Thermal Battery Unveiled In South Australia

Thermal battery - South Australia

Image: CCT Energy Storage

Adelaide company CCT Energy Storage yesterday took the wraps off its thermal battery, a device it says has unique capabilities.

CCT’s Thermal Energy Device (TED) can accept any form of electrical input – including from wind and solar power – and convert and store this energy as heat using molten silicon as the storage medium. This heat can then be utilised or turned back into electricity when required.

” TED’s ability to manage input variations, produce base load output, take shallow cycle input and charge and discharge simultaneously … meaning the applications are extensive,” states the company.

Thermal Energy Device - TED

As to the specifications of the battery in the photo above, there didn’t appear to be any information publicly available at the time of writing. It’s been claimed TED can store energy at 12 times the density of lead-acid batteries and approximately five times the density of lithium-ion technologies.

According to an article on BusinessDailyMedia, TED can be scaled up from 5kW applications to large scale applications of hundreds of megawatts.

“Readily scalable, TED will be used to power remote communities, commercial businesses telecommunications networks and transport systems – with 10 TED units to be supplied to commercial customers this year and production expected to increase by more than 200 units by 2020,” says CCT.

While CCT Energy Storage will be producing TED units commercially itself locally, last month it signed a manufacturing agreement with MIBA Group in Europe, which will exclusively manufacture and distribute TED to Denmark, Sweden and the Netherlands.

The launch event yesterday was attended by South Australian Energy Minister Dan van Holst Pellekaan1, who seemed pretty excited about the tech.

CCT Energy Storage was established in 2011 and its first working scale prototype was produced in 2012. The company’s operations are based at Lonsdale, where prototype design, construction and assembly and testing are carried out.

Not The Only Thermal Battery Show In Town

CCT isn’t the only company in Adelaide developing thermal batteries based on molten silicon that can work with renewables such as wind and solar power. 1414 Degrees2 is currently finishing up on installing its biogas version – GAS-TESS  – at SA Water’s Glenelg Wastewater Treatment plant. SA Water is trialing the system to help it meet a target of zero net cost energy from 2020.

1414 Degrees is also working on its 200MWh+ TESS-GRID, which is designed to provide energy security in electricity markets with substantial renewables-based generation.

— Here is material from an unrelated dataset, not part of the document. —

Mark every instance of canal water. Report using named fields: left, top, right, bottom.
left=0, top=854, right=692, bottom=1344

It appears there’s been some legal wrangling between CCT Energy Storage and 1414 Degrees in the past over intellectual property related issues.

Footnotes

  1. Minister van Holst Pellekaan really, really likes batteries
  2. The name 1414 degrees is taken from the temperature (Celsius) at which silicon melts
About Michael Bloch

Michael caught the solar power bug after purchasing components to cobble together a small off-grid PV system in 2008. He's been reporting on Australian and international solar energy news ever since.

Comments

  1. I notice their website is careful not to mention round-trip efficiency.
    Absolute maximum possible theoretical recovery is ~80%, and likely to be much less in practice. If you can use the waste heat for something useful it wouldn’t be so bad, especially if the generated electricity would be wasted otherwise.

  2. Consiering power stations run at 20% efficiency how does heat remained stored without loss?

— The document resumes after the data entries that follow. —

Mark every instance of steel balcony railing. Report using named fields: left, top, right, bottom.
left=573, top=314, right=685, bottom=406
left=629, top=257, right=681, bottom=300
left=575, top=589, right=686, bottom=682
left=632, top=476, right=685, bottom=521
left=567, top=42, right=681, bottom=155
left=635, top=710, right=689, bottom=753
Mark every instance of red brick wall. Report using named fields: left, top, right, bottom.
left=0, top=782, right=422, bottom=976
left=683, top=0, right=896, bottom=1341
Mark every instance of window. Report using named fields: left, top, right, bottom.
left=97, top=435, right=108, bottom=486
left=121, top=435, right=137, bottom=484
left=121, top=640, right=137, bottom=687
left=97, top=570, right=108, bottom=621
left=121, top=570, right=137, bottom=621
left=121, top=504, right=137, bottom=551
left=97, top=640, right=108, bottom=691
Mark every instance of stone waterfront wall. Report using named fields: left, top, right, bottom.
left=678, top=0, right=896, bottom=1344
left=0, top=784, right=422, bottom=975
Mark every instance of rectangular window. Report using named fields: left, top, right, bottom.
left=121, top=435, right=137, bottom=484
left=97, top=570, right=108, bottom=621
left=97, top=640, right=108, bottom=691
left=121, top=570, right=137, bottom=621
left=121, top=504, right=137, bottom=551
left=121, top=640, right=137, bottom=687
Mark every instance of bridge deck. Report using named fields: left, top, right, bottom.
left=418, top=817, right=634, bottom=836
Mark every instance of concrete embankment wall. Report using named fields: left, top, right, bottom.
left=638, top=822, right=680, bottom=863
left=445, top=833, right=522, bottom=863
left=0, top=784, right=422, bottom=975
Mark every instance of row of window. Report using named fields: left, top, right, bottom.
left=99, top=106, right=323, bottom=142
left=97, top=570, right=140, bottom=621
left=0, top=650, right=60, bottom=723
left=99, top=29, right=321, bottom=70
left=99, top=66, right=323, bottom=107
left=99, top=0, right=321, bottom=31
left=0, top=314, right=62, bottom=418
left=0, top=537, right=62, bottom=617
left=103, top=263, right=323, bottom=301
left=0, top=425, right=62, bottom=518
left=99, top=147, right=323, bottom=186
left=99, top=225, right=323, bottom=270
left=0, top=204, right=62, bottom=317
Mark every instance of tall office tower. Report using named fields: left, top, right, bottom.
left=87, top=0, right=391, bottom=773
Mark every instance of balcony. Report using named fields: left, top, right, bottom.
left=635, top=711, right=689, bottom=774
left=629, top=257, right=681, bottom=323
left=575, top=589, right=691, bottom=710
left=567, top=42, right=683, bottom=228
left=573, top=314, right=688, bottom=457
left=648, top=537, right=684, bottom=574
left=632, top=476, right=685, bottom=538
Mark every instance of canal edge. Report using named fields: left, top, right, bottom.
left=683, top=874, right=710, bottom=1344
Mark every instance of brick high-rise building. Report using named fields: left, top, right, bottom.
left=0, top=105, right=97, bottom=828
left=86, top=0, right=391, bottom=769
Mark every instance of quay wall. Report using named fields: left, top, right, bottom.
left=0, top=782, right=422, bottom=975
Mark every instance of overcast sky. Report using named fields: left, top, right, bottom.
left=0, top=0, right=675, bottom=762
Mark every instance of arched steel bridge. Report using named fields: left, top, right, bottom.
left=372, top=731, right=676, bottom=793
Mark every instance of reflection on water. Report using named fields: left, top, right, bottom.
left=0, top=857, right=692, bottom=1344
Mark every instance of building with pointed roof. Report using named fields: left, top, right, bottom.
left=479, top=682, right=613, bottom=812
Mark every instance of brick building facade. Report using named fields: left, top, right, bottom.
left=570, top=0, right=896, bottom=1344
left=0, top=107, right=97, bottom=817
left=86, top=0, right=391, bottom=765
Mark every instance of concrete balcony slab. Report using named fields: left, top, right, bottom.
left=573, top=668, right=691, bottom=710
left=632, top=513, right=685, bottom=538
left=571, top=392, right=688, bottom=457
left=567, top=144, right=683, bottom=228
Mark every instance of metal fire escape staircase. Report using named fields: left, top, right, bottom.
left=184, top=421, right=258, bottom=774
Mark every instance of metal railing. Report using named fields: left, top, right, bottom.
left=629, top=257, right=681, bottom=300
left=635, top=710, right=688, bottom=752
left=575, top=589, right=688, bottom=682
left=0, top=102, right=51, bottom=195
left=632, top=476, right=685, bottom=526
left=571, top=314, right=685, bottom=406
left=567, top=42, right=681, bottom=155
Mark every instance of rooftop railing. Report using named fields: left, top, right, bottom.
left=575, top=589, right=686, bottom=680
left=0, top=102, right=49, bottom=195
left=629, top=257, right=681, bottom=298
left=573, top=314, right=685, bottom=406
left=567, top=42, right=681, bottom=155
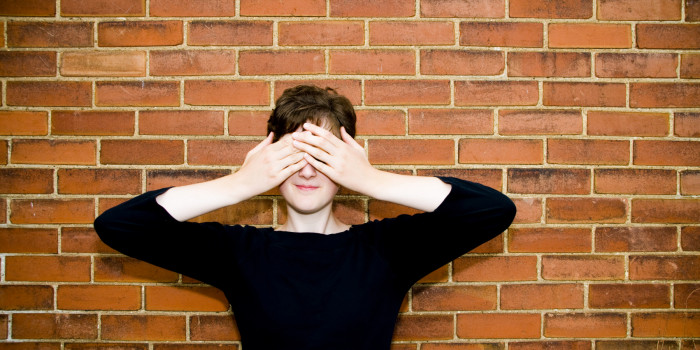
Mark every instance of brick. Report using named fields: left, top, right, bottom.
left=61, top=51, right=146, bottom=77
left=452, top=256, right=537, bottom=282
left=0, top=168, right=53, bottom=194
left=185, top=80, right=270, bottom=106
left=56, top=285, right=141, bottom=310
left=458, top=139, right=544, bottom=164
left=420, top=0, right=506, bottom=18
left=0, top=111, right=49, bottom=135
left=630, top=83, right=700, bottom=108
left=637, top=23, right=700, bottom=49
left=51, top=110, right=135, bottom=136
left=58, top=169, right=141, bottom=195
left=544, top=313, right=627, bottom=338
left=95, top=80, right=180, bottom=107
left=549, top=23, right=632, bottom=49
left=498, top=109, right=583, bottom=135
left=149, top=50, right=236, bottom=75
left=190, top=315, right=241, bottom=341
left=329, top=49, right=416, bottom=75
left=393, top=314, right=454, bottom=341
left=368, top=139, right=455, bottom=164
left=632, top=312, right=700, bottom=338
left=187, top=21, right=272, bottom=46
left=632, top=199, right=700, bottom=224
left=633, top=140, right=700, bottom=166
left=547, top=139, right=629, bottom=165
left=586, top=111, right=668, bottom=136
left=101, top=315, right=187, bottom=341
left=5, top=256, right=90, bottom=282
left=369, top=21, right=455, bottom=45
left=6, top=81, right=92, bottom=107
left=508, top=52, right=591, bottom=77
left=501, top=284, right=584, bottom=310
left=12, top=314, right=97, bottom=339
left=588, top=284, right=671, bottom=309
left=413, top=286, right=498, bottom=311
left=148, top=0, right=236, bottom=17
left=11, top=139, right=95, bottom=165
left=508, top=228, right=591, bottom=253
left=457, top=313, right=542, bottom=339
left=94, top=256, right=178, bottom=282
left=0, top=51, right=56, bottom=77
left=595, top=53, right=678, bottom=78
left=546, top=197, right=627, bottom=223
left=100, top=139, right=185, bottom=164
left=594, top=169, right=676, bottom=194
left=420, top=50, right=505, bottom=75
left=408, top=108, right=493, bottom=135
left=509, top=0, right=593, bottom=18
left=0, top=227, right=58, bottom=253
left=7, top=21, right=93, bottom=47
left=0, top=285, right=53, bottom=310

    • The biggest reason that thermal power stations have relatively poor efficiency (typically ~30%) is because the steam they use to drive their turbines isn’t very hot (500 – 700 degrees celcius). The laws of thermodynamics mean that, for a power station which converts heat into electricity, the efficiency goes up when you increase the temperature of your heat source. Coal-fired and gas-fired stations use water which means running above 500 degrees becomes difficult because very high pressures are required to raise the boiling point of water so high.
      The silicon thermal battery looks like it operates at 1400 Celcius which is very much hotter than power stations and could in theory be much more efficient.
      I do wonder what they use to convert the heat back into electricity, if they use a working fluid like water they’ll get at best the same efficiency as a normal thermal power station.

      And actually, the 1414 website has a lot more technical details and says “15-40% electrical efficiency”, it talks about Stirling engines using air as the working fluid, so I guess it’s nothing magical after all

      And like you say, they must have extremely good insulation to stop the heat escaping and losing all the stored energy. 1414 claims “up to a week” and that the daily cycling means it’s not a big issue.

  3. (Actually to be technically correct, most gas-fired stations use hot exhaust gas for their turbines instead of steam (or- as well as steam). This helps them be somewhat more efficient than coal-fired plants, but still less than 50%)

  4. 80%? try 10%. I’m pretty sure their energy recovery device is a “thermoelectric device” using Seebeck Effect, aka a reverse Peltier. The best commercially available units (Alphabet Energy) have an efficiency under 7%. The research aims to get to 10% via exotic-er materials. And that’s just in the recovery stage. Sure, the cooling system gets you low-grade heat you could maybe use too. But it’s gotta be pretty low grade (ie cool) to enable the thermal gradient necessary for the device to work.